Талейрану приходилось выступать в Вене в 1814–1815 годах против таких противников, которые, за вычетом Меттерниха и Александра, не возвышались над уровнем дипломатической обыденщины и могли в лучшем случае считаться «средними служебными полезностями». Кэстльри, например, и других английских дипломатов, как и прусских представителей, он мог нисколько не опасаться. Эти люди были свидетелями и даже участниками величайших событий и сплошь и рядом не понимали их истинного характера и внутреннего значения. Они все еще плелись в традиционных колеях доброго, старого, веселого, изящного XVIII века.
В свое время Вильяма Питта Младшего, который, однако, несколькими головами был выше своих преемников, упрекали его критики в том, что он в борьбе с Францией был загипнотизирован местом, географическим пунктом, с которым смолоду боролся, и проглядел смену людей на этом месте и не заметил, что на том месте, в том самом Париже, где так долго сменяли друг друга и говорили от имени Франции элегантные и жеманные пудренные старорежимные щеголи версальского двора, стоит перед ним уже не пудренный щеголь, а Чингисхан, и что речь идет уже не о прирезках и отрезках земель в Индии и не о правах на ловлю трески около Ньюфаундленда, но о существовании Английского королевства.
Теперь, в 1814 году, этот Чингисхан был только что низвергнут после отчаяннейших усилий всей Европы, но государственные люди, съехавшиеся осенью 1814 года в Вене, чтобы установить новое политическое перераспределение земель и народов, все-таки не очень понимали исторический смысл истекшего кровавого двадцатипятилетия. Средний дипломат, средний политик Венского конгресса, подобно большинству дворянского класса тогдашней Европы, склонен был думать, что революция и Наполеон были внезапно налетевшими шквалами, которые, к счастью, окончились, и теперь следует, убрав обломки, починив повреждения, зажить попрежнему.

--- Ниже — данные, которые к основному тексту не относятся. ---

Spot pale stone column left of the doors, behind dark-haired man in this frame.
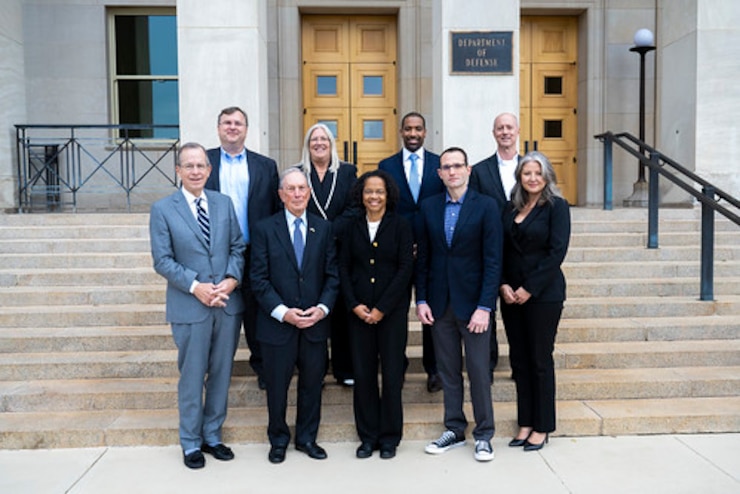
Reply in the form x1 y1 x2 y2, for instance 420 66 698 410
177 0 268 153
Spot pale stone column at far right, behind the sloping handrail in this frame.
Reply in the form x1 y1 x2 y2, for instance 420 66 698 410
657 0 740 202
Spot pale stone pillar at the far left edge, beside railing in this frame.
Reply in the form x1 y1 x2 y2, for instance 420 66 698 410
0 0 26 211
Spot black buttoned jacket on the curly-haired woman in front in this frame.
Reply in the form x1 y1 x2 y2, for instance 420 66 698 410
339 212 414 317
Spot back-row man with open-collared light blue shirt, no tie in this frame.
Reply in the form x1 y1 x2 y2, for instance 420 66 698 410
206 106 280 389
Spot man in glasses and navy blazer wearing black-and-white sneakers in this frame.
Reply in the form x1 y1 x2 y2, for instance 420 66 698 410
416 148 502 461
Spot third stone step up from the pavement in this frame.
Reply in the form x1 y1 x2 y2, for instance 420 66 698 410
0 340 740 381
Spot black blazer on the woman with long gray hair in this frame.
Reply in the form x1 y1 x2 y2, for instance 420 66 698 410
501 197 570 303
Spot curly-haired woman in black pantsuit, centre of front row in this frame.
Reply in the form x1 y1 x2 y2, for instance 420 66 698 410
339 170 414 459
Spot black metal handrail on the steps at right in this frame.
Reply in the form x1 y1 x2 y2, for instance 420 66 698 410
594 132 740 300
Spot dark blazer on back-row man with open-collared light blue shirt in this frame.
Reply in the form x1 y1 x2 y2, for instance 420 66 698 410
205 147 283 242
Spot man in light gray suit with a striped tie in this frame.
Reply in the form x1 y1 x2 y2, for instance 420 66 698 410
149 143 244 468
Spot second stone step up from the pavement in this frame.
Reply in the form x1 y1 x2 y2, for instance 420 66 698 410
5 366 740 413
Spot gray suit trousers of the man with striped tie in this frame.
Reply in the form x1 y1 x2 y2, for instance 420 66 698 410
172 309 241 451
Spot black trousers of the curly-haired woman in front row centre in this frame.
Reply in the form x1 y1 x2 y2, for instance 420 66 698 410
349 304 408 447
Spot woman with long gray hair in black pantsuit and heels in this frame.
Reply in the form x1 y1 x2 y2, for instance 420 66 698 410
500 151 570 451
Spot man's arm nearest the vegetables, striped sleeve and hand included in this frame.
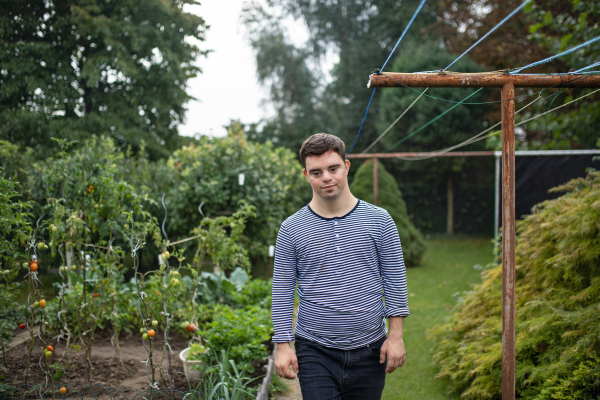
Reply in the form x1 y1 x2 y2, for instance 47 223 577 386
271 225 298 379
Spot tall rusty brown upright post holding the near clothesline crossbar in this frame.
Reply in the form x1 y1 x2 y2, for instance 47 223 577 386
502 82 516 400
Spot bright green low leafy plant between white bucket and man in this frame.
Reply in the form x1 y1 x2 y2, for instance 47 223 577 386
200 306 273 371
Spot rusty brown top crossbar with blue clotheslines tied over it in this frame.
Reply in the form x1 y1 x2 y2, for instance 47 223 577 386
367 72 600 88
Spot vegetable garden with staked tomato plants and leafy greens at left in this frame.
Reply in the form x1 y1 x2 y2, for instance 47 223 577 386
0 131 300 398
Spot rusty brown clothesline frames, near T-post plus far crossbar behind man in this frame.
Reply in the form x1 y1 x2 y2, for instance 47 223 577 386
348 72 600 400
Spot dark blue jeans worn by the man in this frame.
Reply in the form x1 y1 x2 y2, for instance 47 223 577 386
294 336 387 400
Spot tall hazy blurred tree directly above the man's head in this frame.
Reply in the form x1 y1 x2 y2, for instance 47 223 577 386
245 0 434 151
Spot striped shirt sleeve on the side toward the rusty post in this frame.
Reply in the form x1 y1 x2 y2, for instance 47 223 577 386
379 214 410 318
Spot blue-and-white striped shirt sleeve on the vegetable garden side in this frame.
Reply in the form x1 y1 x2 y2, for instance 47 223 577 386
271 225 297 343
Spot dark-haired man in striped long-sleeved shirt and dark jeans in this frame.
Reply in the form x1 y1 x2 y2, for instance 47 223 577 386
273 133 409 400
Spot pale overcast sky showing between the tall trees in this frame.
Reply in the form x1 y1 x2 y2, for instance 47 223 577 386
179 0 308 136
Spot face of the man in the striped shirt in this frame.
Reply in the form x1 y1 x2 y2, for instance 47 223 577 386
304 151 350 199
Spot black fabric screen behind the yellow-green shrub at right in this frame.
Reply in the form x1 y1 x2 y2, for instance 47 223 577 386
498 155 600 226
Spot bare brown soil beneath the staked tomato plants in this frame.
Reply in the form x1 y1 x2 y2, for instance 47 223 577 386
3 331 264 393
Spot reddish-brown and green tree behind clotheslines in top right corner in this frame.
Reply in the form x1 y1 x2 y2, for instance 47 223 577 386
436 0 600 149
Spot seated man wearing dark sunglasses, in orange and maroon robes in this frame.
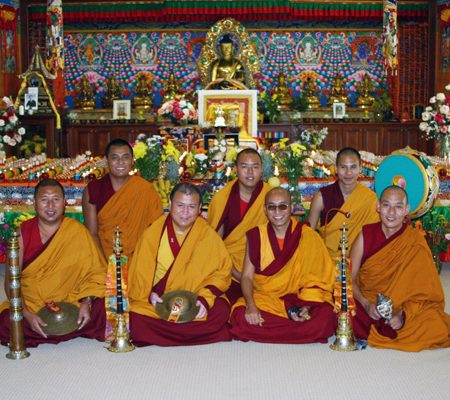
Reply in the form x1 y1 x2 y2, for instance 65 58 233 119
231 187 336 343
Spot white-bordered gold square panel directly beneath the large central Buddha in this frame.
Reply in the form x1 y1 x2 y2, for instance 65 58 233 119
198 90 258 138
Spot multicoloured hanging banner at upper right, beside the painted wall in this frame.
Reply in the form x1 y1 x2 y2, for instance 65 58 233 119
383 0 398 75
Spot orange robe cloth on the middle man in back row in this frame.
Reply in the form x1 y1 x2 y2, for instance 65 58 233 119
208 180 271 272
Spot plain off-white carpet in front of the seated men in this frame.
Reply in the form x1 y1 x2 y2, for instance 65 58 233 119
0 265 450 400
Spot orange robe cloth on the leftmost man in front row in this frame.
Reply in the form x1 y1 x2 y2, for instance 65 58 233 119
0 217 106 313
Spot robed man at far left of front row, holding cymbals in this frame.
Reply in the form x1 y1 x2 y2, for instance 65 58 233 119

Лишь сравнительно немногие понимали, что полная реставрация главного, то-есть социально-экономического старого режима, не удастся ни во Франции, где его разрушила революция, ни в тех странах, где ему нанес страшные удары Наполеон, и что поэтому не может удасться и полная реставрация политическая или бытовая. Из реакционеров это понимали и с горечью отмечали лишь единичные мыслители. Напрасно Людовик XVIII говорит, что он воссел на прародительский престол: он воссел и сидит на троне Бонапарта, а прародительский трон уже невозможен, со скорбной иронией говорил Жозеф де Местр, указывая на то, что во Франции весь социальный, административный, бытовой строй остался в том виде, как существовал при Наполеоне, — только наверху вместо императора сидит король и имеется конституция. В области международных отношений иллюзий было еще больше, с просыпающимися в буржуазии «национальными» стремлениями считаться никто не желал, а к совершенно бесцеремонному обращению с народами и целыми державами, к купле-продаже-обмену в этой области, ко всем этим привычкам старорежимной дипломатии прибавились еще воспоминания о только что пережитой наполеоновской эпопее. Если народы Европы терпели и молчали при том обхождении с ними, какое практиковал Наполеон, то стоит ли и впредь считаться с их стремлениями и упованиями?